Huang Zhaoshu, Xia Xing, Liang Yao, Wen Yong, Yang Meihua, Pan Yue, Luo Peng, Lei Pinggui
Department of Radiology, The Affiliated Hospital of Guizhou Medical University, Guiyang of Guizhou, China.
School of Public Health, Guizhou Medical University, Guiyang of Guizhou, China.
Eur J Radiol. 2025 Jan;182:111821. doi: 10.1016/j.ejrad.2024.111821. Epub 2024 Nov 8.
Multiparametric magnetic resonance imaging (mpMRI) techniques, including intravoxel incoherence motion (IVIM), iterative decomposition of water and fat with echo asymmetry and least-squares estimation quantification sequence (IDEAL IQ), T2* mapping and T2 mapping, were employed to develop and validate a predictive model for non-alcoholic steatohepatitis (NASH) diagnosis and liver fibrosis (LF) staging in rats. The combined model was interpreted using SHapley Additive exPlanations (SHAP) values for model interpretation.
160 healthy Sprague-Dawley (SD) rats were divided into control (n = 24) and experimental (n = 136) groups, and the 12-week and 16-week groups were injected intraperitoneally with carbon tetrachloride (CCl4) for 4 weeks, one month before the final feeding period. All rats were subjected to pathological examination to determine LF stage. Upon the study's completion, 147 SD rats were assessed for liver fibrosis.
84 SD rats were diagnosed with NASH and 31, 10, and 43 rats were histologically diagnosed with no fibrosis (F0), early LF (F1-F2), and advanced LF (F3-F4). For diagnosis of NASH and staging of liver fibrosis associated with NASH, a combined mpMRI prediction model has a higher area under the receiver operating characteristic(ROC) curve (AUC) than uniparameters, especially in advanced stages of fibrosis, with an AUC of 0.929 for the combined model. In SHAP, the fat fraction(FF) value contributes most to the model for diagnosing NASH and advanced liver fibrosis, while the T2 value contributes most for diagnosing liver fibrosis and the apparent diffusion coefficient (ADC) value contributes most for diagnosing liver cirrhosis.
The mpMRI could be used to evaluate the severity of liver fibrosis in the context of NASH. Combined with SHAP value analysis, this approach can help to understand the contribution of each mpMRI feature to the predictive model.

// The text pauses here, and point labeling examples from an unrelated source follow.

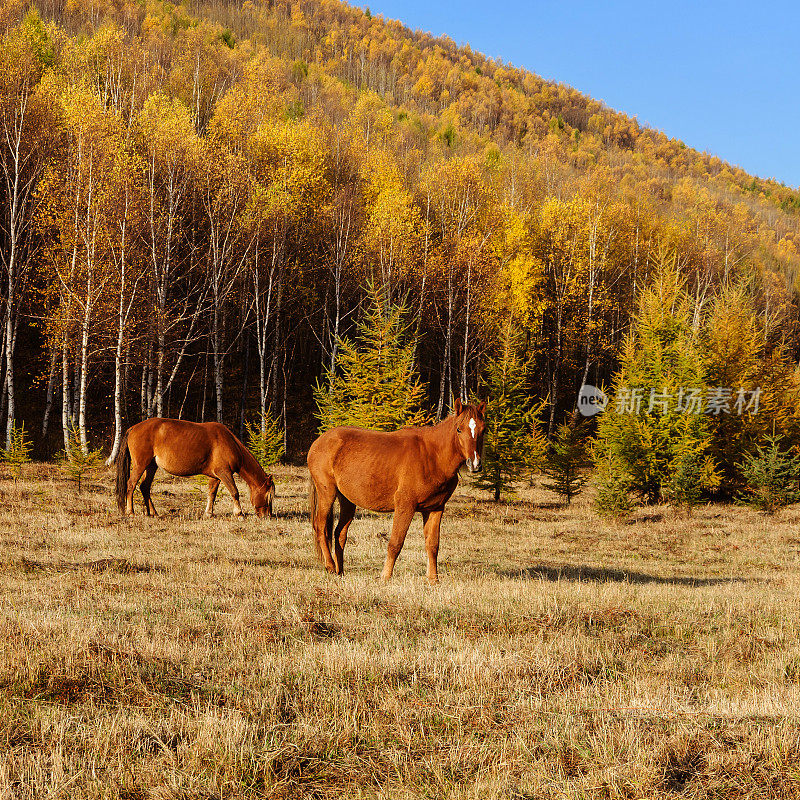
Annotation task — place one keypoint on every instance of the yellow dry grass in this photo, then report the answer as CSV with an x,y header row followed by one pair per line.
x,y
561,656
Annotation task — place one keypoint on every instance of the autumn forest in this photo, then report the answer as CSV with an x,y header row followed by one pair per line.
x,y
197,199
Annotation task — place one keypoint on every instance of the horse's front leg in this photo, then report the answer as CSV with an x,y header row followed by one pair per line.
x,y
228,483
213,486
431,521
403,514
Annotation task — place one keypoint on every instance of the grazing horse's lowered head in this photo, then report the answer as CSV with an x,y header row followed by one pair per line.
x,y
262,496
469,433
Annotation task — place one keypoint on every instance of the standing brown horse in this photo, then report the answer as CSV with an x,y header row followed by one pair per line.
x,y
189,448
405,471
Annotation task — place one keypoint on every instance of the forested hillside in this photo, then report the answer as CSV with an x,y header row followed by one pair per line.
x,y
196,197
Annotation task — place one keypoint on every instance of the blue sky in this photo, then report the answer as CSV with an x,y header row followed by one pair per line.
x,y
722,76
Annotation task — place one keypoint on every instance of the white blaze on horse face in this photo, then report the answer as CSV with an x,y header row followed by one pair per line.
x,y
472,427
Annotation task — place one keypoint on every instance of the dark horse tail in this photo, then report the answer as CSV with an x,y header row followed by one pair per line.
x,y
123,471
312,510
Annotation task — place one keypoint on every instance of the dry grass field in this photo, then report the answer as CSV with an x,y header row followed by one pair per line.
x,y
561,656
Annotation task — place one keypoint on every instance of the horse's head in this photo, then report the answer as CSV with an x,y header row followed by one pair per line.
x,y
262,497
469,433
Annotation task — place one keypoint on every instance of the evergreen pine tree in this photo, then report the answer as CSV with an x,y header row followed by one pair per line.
x,y
18,453
771,476
77,462
567,458
376,384
512,443
265,440
651,435
742,352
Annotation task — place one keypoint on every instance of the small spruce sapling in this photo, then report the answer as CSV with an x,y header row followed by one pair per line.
x,y
566,459
771,476
513,444
18,453
78,462
265,440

采用多参数磁共振成像(mpMRI)技术,包括体素内不相干运动(IVIM)、具有回波不对称性的水和脂肪迭代分解及最小二乘估计量化序列(IDEAL IQ)、T2* 映射和T2映射,来开发和验证一种用于大鼠非酒精性脂肪性肝炎(NASH)诊断和肝纤维化(LF)分期的预测模型。使用SHapley加性解释(SHAP)值对联合模型进行解释以用于模型解读。

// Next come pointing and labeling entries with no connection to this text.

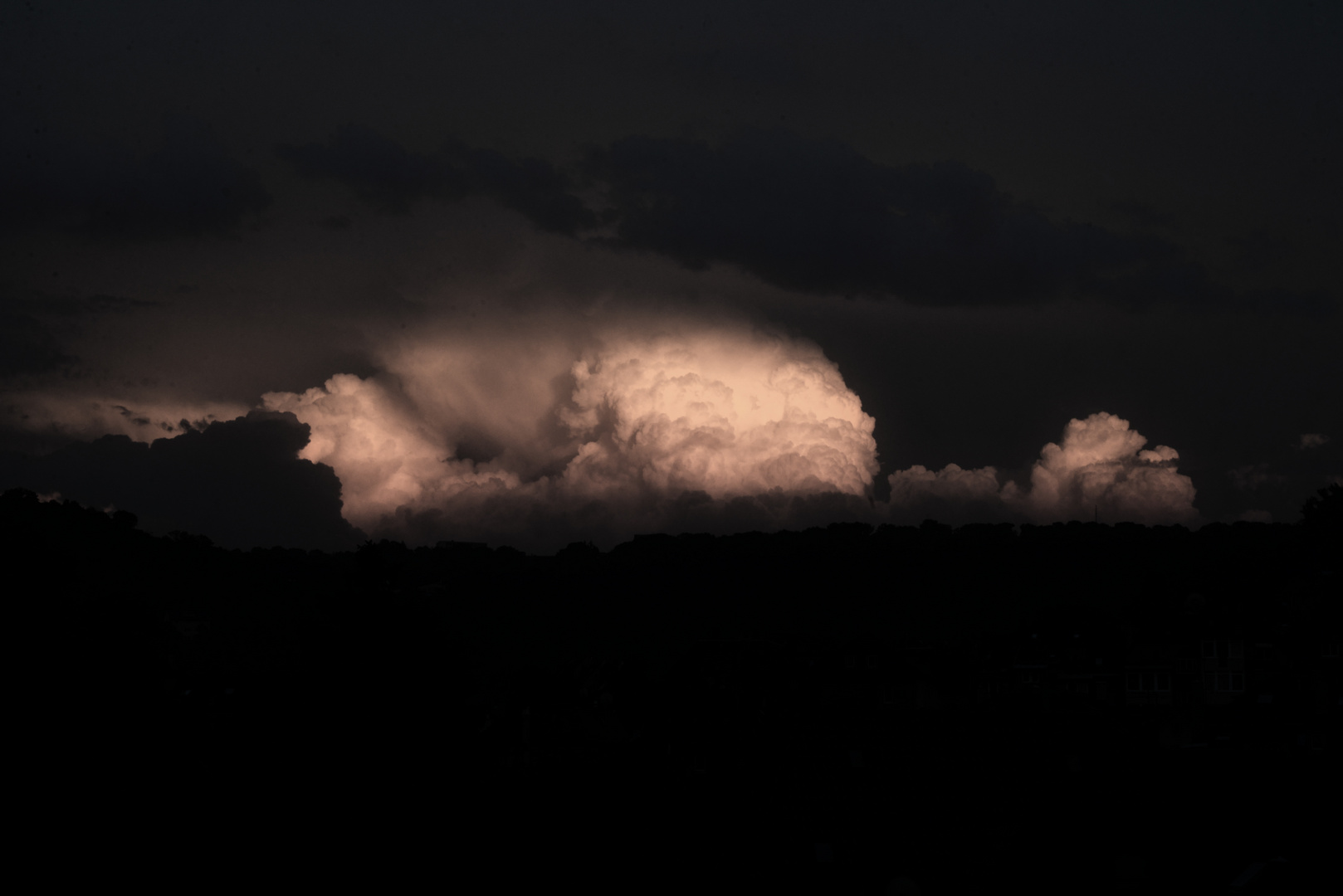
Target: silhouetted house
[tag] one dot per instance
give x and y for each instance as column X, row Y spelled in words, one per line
column 1223, row 664
column 1149, row 670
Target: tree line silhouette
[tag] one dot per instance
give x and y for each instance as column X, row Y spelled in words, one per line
column 1086, row 707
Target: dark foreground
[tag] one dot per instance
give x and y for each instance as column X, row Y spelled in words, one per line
column 1060, row 709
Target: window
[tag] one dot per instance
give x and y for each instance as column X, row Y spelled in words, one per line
column 1160, row 681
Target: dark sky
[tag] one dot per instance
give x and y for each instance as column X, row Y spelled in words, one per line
column 991, row 218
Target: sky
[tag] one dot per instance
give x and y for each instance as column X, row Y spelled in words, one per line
column 530, row 273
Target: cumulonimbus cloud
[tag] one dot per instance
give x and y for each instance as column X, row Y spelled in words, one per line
column 513, row 430
column 1099, row 469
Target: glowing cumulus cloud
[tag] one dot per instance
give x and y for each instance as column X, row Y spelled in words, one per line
column 1099, row 468
column 495, row 426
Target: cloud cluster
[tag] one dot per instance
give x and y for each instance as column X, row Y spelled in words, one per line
column 1099, row 469
column 540, row 434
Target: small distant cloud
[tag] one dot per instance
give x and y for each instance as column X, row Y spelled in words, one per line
column 1252, row 476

将160只健康的Sprague-Dawley(SD)大鼠分为对照组(n = 24)和实验组(n = 136),12周龄组和16周龄组在最后喂养期前1个月腹腔注射四氯化碳(CCl4)4周。所有大鼠均接受病理检查以确定LF分期。研究结束时,对147只SD大鼠进行肝纤维化评估。
84只SD大鼠被诊断为NASH,31只、10只和43只大鼠经组织学诊断为无纤维化(F0)、早期LF(F1-F2)和晚期LF(F3-F4)。对于NASH的诊断和与NASH相关的肝纤维化分期,联合mpMRI预测模型在受试者操作特征(ROC)曲线下面积(AUC)高于单参数模型,尤其是在纤维化晚期,联合模型的AUC为0.929。在SHAP分析中,脂肪分数(FF)值对NASH和晚期肝纤维化诊断模型的贡献最大,而T2值对肝纤维化诊断的贡献最大,表观扩散系数(ADC)值对肝硬化诊断的贡献最大。
mpMRI可用于评估NASH背景下肝纤维化的严重程度。结合SHAP值分析,该方法有助于理解每个mpMRI特征对预测模型的贡献。